Epsiode 10 was screened in Sydney last night. I watched every episode and I couldn't agree more with you JDG. I thought it was great that the series started being shown a week and a half before ANZAC Day. It helped me appreciate even more the amazing sacrifice that was made by so many for our freedom today.
 

swinggal

One Too Many
Messages
1,386
Location
Perth, Australia
Benny Holiday said:
Epsiode 10 was screened in Sydney last night. I watched every episode and I couldn't agree more with you JDG. I thought it was great that the series started being shown a week and a half before ANZAC Day.
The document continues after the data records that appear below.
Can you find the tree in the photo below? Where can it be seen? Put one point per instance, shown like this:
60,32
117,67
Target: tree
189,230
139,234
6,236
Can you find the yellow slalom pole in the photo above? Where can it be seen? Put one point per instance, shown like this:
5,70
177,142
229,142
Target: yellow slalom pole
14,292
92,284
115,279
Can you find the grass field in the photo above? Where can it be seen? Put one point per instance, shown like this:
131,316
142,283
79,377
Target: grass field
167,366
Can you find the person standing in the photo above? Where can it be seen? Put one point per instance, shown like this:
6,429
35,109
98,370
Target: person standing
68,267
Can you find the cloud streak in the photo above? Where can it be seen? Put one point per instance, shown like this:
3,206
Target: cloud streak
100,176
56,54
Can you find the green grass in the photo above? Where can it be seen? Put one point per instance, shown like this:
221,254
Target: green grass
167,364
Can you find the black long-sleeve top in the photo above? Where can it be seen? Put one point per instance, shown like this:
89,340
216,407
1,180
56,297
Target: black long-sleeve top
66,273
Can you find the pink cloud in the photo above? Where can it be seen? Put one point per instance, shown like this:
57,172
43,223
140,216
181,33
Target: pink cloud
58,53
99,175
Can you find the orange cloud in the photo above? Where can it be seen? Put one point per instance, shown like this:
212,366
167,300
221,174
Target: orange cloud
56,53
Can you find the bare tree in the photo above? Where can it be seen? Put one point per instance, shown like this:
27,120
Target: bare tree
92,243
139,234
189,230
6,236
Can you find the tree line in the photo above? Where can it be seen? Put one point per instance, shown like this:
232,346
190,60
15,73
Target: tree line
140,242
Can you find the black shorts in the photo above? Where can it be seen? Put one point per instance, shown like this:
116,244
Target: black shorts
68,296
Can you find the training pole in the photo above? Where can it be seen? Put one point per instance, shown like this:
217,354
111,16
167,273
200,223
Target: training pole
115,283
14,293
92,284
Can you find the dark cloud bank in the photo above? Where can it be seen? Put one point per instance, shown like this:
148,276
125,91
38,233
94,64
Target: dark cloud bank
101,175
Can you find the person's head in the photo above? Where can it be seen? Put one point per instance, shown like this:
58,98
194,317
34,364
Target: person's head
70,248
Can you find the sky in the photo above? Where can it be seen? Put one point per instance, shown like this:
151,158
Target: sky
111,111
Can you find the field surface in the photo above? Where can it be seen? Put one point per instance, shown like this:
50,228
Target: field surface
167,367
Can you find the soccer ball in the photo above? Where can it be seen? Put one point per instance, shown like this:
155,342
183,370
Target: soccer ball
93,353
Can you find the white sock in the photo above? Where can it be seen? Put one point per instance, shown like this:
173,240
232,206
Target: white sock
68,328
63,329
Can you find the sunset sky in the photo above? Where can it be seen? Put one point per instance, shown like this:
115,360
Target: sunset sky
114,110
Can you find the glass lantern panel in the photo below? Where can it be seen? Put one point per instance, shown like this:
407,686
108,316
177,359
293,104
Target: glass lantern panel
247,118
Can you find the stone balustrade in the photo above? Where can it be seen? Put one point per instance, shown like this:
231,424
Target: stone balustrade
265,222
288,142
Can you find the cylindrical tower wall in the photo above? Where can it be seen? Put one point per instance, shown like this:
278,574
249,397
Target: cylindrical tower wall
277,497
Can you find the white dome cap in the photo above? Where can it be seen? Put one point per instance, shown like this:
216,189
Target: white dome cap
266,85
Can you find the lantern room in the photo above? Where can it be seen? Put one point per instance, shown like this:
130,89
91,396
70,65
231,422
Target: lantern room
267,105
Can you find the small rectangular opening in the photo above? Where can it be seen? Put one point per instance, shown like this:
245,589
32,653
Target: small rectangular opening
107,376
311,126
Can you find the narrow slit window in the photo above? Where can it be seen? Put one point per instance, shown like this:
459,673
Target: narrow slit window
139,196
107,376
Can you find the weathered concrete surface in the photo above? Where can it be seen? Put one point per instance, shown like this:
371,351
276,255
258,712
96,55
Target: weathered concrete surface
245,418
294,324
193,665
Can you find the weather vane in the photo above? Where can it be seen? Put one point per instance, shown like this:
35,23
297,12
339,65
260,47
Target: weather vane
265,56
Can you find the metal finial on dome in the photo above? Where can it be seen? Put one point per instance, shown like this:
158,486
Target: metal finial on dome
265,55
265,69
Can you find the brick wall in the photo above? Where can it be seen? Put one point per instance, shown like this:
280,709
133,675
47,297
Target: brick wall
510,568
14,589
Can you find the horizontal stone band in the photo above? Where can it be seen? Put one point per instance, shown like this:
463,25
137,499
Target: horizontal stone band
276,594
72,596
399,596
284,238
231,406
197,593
It helped me appreciate even more the amazing sacrifice that was made by so many for our freedom today.

Here here.
 

bwildered

New in Town
Messages
14
Location
Denver
swinggal said:
Yep, certainly changes people.

My Great Uncles; Percy and Harry were not the same when they returned home after WW2. My dad said that Harry had seen his best friend beheaded by the Japanese on the Kokoda Track. Harry was once fun and outgoing but he was reserved and very quiet for the rest of his life after the war. Percy, who never drank before the service, became as alcoholic which really affected my nana.

My Pop (dad's dad) was an army mechanic in the pacific in WW2. There is a photo (that I now have) of his battalion that used to hang on the wall at their house. When I was a kid dad told me that Pop had told him that one day the whole battalion was called together and made to line up. Someone walked down the line and told 'that half' of the men that they were going to Kokoda. My Pop was in the other half and he never saw any of his friends again. :( Whenever I look at the photo...i always remember that story.

Try reading "King Rat" by James Clavell... a good look at prisoner of war treatment
 

swinggal

One Too Many
Messages
1,386
Location
Perth, Australia
I may just do that. I have read quite a few books about POWs during WW2. "War behind the wire" is agood one about Australia POWs. "Mates and Memories" is another good one about the Thai Burma Railway.

In 2007 while on holiday in Thailand I visited the River Kwai Bridge and Hellfire Pass as saw first hand how tough it must have been for everyone who was forced to live and work there :(
 

AmateisGal

I'll Lock Up
Messages
6,126
Location
Nebraska
I just finished watching the entire series and really enjoyed it. I know it wasn't like the Band of Brothers format, and I was okay with that. I liked getting into the minds of the main three soldiers - Leckie, Basilone, and Sledge - and seeing the war through their eyes. I especially appreciated the last episode which showed how they dealt with the aftermath of war and getting on with their lives. Some could pick up right where they left off; others couldn't.